Hi,
this sounds interesting. I am running into a similar problem.
Generally we have immutable distributions. The core system and the applications
are in their own, isolated sandboxes, which could be Snaps, Docker containers,
Flatpaks, ... With this, each application brings its own libraries and they
often are of mismatching versions, and also any system-provided, centrally
stored scanner drivers (SANE backends) cannot be dlopened as the core system's
or a driver container's file system is not visible inside the application's sandbox.

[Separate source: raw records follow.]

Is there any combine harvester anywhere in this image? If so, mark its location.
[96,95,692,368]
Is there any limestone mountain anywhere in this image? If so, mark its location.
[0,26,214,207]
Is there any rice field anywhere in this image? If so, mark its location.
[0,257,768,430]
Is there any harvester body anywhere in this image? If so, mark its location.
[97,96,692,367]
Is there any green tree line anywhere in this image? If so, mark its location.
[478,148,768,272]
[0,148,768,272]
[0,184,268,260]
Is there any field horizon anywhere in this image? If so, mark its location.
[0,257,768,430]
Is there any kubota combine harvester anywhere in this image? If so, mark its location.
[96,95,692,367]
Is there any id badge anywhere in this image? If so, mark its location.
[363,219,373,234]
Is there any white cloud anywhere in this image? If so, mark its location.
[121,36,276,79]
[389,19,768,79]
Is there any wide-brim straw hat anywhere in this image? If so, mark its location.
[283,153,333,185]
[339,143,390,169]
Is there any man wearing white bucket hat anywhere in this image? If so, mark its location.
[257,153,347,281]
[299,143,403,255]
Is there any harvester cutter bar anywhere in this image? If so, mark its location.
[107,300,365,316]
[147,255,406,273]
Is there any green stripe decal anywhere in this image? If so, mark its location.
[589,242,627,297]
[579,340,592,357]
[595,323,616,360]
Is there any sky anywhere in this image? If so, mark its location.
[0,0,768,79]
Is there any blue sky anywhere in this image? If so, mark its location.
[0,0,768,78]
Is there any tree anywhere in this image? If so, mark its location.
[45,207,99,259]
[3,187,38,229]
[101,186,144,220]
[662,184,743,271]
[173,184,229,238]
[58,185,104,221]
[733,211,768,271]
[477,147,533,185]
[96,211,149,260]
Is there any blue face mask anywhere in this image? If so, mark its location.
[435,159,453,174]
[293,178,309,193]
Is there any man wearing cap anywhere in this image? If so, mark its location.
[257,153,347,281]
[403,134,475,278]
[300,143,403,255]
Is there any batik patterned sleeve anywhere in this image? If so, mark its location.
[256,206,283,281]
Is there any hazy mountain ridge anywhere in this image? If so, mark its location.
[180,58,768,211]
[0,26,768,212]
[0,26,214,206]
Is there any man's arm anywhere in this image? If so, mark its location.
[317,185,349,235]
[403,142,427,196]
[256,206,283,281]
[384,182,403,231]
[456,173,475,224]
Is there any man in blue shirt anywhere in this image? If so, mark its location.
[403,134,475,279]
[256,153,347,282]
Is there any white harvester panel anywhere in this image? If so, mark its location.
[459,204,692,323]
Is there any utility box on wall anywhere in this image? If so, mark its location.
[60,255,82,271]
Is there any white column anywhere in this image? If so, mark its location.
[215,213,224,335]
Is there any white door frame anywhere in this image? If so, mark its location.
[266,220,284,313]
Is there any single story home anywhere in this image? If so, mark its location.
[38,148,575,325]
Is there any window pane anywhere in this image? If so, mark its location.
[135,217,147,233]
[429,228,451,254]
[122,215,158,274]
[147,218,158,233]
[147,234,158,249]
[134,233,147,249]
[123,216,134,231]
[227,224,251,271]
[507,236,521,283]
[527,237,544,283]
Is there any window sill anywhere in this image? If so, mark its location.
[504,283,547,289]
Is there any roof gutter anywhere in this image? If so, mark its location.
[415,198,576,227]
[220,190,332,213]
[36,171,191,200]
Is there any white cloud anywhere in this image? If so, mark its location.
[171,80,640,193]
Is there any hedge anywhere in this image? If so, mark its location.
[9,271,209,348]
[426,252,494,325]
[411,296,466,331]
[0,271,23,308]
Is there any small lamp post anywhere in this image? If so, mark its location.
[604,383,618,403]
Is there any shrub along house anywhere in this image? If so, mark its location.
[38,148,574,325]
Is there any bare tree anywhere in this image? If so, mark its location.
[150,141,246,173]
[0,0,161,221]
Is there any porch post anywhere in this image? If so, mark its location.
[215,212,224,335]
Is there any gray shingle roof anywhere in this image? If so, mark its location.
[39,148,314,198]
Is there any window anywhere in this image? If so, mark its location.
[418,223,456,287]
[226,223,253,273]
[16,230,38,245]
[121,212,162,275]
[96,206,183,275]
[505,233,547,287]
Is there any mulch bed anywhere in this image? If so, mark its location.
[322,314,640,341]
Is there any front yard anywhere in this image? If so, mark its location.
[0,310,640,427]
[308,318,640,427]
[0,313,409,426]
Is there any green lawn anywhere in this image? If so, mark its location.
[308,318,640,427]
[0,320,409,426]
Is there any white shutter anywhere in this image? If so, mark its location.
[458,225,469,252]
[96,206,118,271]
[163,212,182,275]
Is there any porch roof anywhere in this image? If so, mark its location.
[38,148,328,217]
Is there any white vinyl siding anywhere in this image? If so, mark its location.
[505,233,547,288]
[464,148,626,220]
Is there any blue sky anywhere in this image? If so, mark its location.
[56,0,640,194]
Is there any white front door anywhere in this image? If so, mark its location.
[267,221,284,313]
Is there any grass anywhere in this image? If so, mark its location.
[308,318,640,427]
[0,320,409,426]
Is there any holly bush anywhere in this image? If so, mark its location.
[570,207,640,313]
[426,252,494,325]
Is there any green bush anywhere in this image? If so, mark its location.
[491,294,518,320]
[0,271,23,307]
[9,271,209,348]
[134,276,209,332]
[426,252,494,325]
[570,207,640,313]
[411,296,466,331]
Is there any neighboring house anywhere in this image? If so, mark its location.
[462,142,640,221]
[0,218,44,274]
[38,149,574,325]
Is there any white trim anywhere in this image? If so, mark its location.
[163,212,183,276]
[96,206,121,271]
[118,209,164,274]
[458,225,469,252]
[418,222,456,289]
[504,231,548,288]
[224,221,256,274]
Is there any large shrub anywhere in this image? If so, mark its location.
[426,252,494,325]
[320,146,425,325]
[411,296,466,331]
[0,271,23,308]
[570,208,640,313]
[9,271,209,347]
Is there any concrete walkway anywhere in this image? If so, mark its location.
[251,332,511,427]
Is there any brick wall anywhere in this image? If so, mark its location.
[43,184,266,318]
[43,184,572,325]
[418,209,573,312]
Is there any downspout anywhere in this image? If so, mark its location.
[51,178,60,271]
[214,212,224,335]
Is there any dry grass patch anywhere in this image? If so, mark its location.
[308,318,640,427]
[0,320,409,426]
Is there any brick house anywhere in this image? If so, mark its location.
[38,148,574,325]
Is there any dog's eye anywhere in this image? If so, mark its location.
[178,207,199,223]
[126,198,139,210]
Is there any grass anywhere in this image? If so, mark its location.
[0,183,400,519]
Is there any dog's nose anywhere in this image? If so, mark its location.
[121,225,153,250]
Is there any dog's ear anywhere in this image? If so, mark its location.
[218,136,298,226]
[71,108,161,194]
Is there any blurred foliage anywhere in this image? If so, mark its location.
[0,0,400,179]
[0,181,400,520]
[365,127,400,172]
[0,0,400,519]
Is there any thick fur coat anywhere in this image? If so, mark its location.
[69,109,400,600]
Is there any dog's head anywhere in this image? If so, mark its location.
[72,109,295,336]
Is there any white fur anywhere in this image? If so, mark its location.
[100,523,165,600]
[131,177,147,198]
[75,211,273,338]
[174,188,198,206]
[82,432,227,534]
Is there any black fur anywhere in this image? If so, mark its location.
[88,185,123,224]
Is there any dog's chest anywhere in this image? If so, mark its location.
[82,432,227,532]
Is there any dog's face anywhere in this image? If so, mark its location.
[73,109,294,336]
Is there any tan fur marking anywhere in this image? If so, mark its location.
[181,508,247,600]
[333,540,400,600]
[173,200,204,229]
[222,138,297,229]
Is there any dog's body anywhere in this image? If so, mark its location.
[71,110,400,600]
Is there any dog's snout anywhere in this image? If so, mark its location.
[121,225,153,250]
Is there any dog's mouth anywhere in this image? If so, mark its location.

IP connections can usually be easily defined between sandboxes/containers
though.
So my idea, mainly with the all-Snap Ubuntu Core Desktop in mind, but applying
to any immutable distro, is to use the same IP protocol as driverless network
scanners and printer/scanner multi-function devices already use. These protocols
are well-defined, established in the industry, and (therefore) stable across
different software versions and implementations.
In my design (derived from driverless IPP printing) the applications come with
only the sane-airscan (written by Alexander Pevzner, CCed) backend, the backend
which supports driverless scanning, currently eSCL and WSD, later perhaps also
IPP Scan. All modern driverless printer/scanner multi-function devices
understand either eSCL or WSD (and IPP for printing). There are also some
driverless standalone scanners around which support these standard protocols.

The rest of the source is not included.